Sentei na poltrona empoeirada e alcancei o relato da ocorrência registrada num papel escrito à mão. Um mistério que descreverei na íntegra, para que você leitor, não tenha nenhuma dúvida quanto ao fim do inquérito. E espero que tome as conclusões verossímeis da investigação paulatinamente.
“Aos dias 19 de maio, ano de 1958, quando ainda a dama da noite estendera seu véu sobre o horizonte e revelara o amor proibido. Tratava-se do caso de um Senador Nélson Rodrigues, carioca, e Lígia, prostituta, vindo de Moçambique, com 17 anos, a qual fugindo das explorações nas ilhas africanas acabou tornando-se vítima de mais uma das catástrofes contra a mulher no Brasil que tanto pode ser de cor branca ou pele negra, todas, sem distinção de raça, religião se tornam objetos sexuais nas mãos de políticos que abusam dos “poderes”...
De fato, houve trevas quando tudo aconteceu.
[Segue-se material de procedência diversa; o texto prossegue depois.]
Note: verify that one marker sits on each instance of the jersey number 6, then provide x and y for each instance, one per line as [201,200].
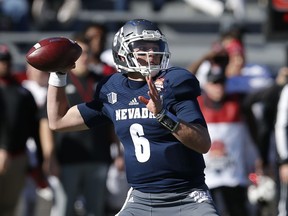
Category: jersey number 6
[142,145]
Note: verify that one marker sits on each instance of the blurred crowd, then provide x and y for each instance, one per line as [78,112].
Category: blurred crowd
[245,106]
[37,15]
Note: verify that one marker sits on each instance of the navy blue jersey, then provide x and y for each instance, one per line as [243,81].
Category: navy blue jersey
[155,160]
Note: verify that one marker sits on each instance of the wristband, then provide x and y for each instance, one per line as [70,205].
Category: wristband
[57,79]
[168,120]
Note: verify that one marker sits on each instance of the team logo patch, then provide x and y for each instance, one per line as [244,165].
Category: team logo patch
[112,97]
[200,196]
[159,84]
[133,102]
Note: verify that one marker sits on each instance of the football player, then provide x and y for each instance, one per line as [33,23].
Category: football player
[157,118]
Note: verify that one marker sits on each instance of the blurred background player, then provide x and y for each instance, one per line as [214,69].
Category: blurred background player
[21,122]
[281,136]
[100,59]
[233,155]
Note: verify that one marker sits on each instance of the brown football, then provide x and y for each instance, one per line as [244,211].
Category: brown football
[53,54]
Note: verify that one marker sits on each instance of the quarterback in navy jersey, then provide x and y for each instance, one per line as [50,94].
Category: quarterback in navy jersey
[157,118]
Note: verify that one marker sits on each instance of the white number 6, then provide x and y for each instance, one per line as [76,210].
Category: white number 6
[142,145]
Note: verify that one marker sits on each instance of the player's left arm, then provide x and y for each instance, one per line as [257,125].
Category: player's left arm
[194,136]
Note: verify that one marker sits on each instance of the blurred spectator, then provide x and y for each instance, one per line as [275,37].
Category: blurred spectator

O céu rasgou seu manto em duas partes, toda nudez foi revelada e castigada. Na cama, desfaleciam os corpos de Nélson e Lígia, cujos rostos simbolizavam o romper da mais pura paixão em glórias e delírios...
Ao lado, o marido, policial, de 29 anos, apunhalado pela tragédia, dava seu último brado, imitando o Cristo na cruz do calvário. Na mão esquerda, a aliança caía, rompendo-se com o pacto do amor conjugal, ao passo que na mão direita, o revólver se posicionava estirado. Encerrava-se o inquérito de todo o sangue derramado naquela casa abandonada, um ano após o suicídio do Presidente da República.
Imagine o leitor que eu dei alguns passos pelo quarto, cuidando para não sujar meus pés de sangue. Esse, ora estava rígido, ora ainda flexível. Mais adiante, soltei fortes gargalhadas líricas como no teatro da semana de arte moderna com a declamação do poema Os sapos, do nosso querido amigo Manuel Bandeira. E foi assim, aos risos e aplausos que li uma epígrafe contida na folhinha empoeirada na parede, do livro Apocalipse. Transcrevo as palavras ipsis litteris:
“E lá no céu não haverá mais pranto, nem terror, nem dor. A morte não existirá... só herdarão o Reino os limpos de mão... ficarão de fora os adúlteros e os homicidas. Mas o Deus todo poderoso limpará dos olhos toda a lágrima e os justos viverão felizes para sempre”.